Beyond compliance, Humanforce has also helped Solway and her team to scale Flight Centre Travel Group’s operations.

“Having a reliable rostering system has been crucial,” she says. “For instance, when we implemented annualised salaries 18 months ago, we were able to add 300 employees and run rosters without increasing HR’s headcount. The system’s efficiency allowed us to manage this transition smoothly.”

In addition, Humanforce’s pre-set approval rules has helped to automate the traditionally time-consuming task of approving timesheets. The benefits of this became apparent when one of the Flight Centre brands moved to a clock-in, clock-out timesheet model. 

“It has dramatically reduced the amount of timesheets that have to be approved daily, reduced human error, and has increased accuracy in our timesheets,” Friend says.

Critically, the digitalisation of these processes, in addition to greater data visibility, has resulted in more cross-department collaboration. “For the first time ever, our workforce planning team are working are working in conjunction with our finance team to look at staffing numbers,” Friend says.

3. User experience

Feedback from team members and leaders has been “overwhelmingly positive”, Friend says.

“Leaders find the system fast, user-friendly, and efficient.
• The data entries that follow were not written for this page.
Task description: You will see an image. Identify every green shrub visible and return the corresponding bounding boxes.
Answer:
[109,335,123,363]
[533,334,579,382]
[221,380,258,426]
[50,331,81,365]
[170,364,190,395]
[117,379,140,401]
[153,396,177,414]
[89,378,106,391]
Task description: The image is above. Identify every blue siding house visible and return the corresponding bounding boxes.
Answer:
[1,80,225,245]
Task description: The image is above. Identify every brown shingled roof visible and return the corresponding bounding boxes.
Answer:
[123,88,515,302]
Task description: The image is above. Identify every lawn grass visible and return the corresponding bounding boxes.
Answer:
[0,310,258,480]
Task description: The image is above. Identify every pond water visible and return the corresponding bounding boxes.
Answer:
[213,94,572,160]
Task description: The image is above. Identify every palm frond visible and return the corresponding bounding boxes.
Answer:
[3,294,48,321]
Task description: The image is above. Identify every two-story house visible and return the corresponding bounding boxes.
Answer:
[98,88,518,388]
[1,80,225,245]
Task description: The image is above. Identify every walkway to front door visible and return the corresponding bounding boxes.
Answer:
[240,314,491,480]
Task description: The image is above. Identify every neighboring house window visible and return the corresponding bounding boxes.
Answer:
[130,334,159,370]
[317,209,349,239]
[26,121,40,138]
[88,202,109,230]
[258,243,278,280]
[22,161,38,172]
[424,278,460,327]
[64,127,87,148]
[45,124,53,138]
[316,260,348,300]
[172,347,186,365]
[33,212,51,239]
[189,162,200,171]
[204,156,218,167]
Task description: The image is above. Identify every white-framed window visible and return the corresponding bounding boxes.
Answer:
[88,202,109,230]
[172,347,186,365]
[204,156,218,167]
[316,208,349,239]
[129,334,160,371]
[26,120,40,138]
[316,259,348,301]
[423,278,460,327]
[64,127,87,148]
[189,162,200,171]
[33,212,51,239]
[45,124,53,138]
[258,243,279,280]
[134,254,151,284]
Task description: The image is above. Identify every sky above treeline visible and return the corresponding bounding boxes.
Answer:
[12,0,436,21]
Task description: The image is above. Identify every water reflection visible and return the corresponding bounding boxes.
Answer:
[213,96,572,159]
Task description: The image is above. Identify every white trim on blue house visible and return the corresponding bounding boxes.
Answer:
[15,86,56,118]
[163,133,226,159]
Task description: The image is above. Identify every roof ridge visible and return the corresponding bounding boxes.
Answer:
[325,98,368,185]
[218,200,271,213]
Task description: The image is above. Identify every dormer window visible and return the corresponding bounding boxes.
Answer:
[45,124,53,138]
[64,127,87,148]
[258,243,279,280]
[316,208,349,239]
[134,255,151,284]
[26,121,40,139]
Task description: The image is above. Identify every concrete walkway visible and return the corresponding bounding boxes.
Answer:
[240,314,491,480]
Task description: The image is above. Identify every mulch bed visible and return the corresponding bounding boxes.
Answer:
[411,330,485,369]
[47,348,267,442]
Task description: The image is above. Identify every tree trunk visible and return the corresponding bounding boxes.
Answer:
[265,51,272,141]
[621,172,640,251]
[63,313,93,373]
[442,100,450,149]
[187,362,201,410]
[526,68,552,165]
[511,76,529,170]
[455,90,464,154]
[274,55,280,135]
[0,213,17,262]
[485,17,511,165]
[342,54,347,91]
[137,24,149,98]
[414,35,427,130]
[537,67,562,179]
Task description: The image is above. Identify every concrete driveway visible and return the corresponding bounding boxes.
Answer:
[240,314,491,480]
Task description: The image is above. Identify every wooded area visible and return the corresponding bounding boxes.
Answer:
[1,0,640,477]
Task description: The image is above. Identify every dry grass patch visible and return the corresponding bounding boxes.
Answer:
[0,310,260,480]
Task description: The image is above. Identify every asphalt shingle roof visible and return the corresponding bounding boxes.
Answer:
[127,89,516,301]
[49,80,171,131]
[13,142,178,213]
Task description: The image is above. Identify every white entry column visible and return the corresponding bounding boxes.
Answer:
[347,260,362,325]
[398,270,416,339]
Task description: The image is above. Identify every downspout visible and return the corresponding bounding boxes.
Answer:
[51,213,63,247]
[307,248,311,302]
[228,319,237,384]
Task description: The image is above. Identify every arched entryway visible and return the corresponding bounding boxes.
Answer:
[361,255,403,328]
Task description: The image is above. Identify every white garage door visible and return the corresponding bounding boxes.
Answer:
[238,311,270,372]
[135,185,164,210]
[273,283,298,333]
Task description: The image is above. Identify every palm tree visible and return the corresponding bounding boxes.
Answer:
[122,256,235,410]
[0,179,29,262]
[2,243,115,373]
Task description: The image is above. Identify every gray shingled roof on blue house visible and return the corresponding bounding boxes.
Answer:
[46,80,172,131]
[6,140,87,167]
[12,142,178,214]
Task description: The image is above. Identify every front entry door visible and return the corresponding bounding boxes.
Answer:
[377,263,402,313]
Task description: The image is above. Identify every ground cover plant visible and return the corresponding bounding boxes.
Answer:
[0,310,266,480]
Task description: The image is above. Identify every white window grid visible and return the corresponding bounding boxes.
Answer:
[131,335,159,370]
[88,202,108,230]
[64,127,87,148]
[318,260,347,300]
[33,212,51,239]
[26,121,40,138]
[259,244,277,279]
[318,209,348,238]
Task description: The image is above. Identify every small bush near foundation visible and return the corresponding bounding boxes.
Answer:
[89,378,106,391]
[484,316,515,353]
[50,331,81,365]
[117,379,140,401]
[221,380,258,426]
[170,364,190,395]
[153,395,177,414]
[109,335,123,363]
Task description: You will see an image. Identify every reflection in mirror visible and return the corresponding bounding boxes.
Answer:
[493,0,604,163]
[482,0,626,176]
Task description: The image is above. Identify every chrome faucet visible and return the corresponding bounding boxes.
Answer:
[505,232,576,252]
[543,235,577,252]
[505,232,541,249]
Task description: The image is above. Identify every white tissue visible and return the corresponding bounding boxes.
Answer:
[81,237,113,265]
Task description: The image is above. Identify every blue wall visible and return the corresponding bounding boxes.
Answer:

One feature they particularly appreciate is inline timesheet editing, which allows for quick adjustments to start and end times and break lengths without opening each entry individually. This has significantly improved efficiency when making bulk changes.”

Friend calls out three Humanforce features in particular for praise:

  • The ‘What’s New’ tab, which keeps the Flight Centre Travel Group management team informed about updates that enhance the system

  • The Humanforce Work App, which enables staff to clock in and out, and for leaders to manage rosters, approve timesheets, and oversee leave from their phones

  • The Workforce Analytics features, which allow managers to create reports, charts, and graphs that provide valuable workforce insights, which can then be exported and shared with other departments

When asked what he would say to someone considering the Humanforce HCM solution, Friend doesn’t hesitate in his response:

“It’s the fastest, most reliable workforce management system I’ve used in my 10+ years in the field. The customer support is fantastic, and the system continuously evolves to meet our needs.”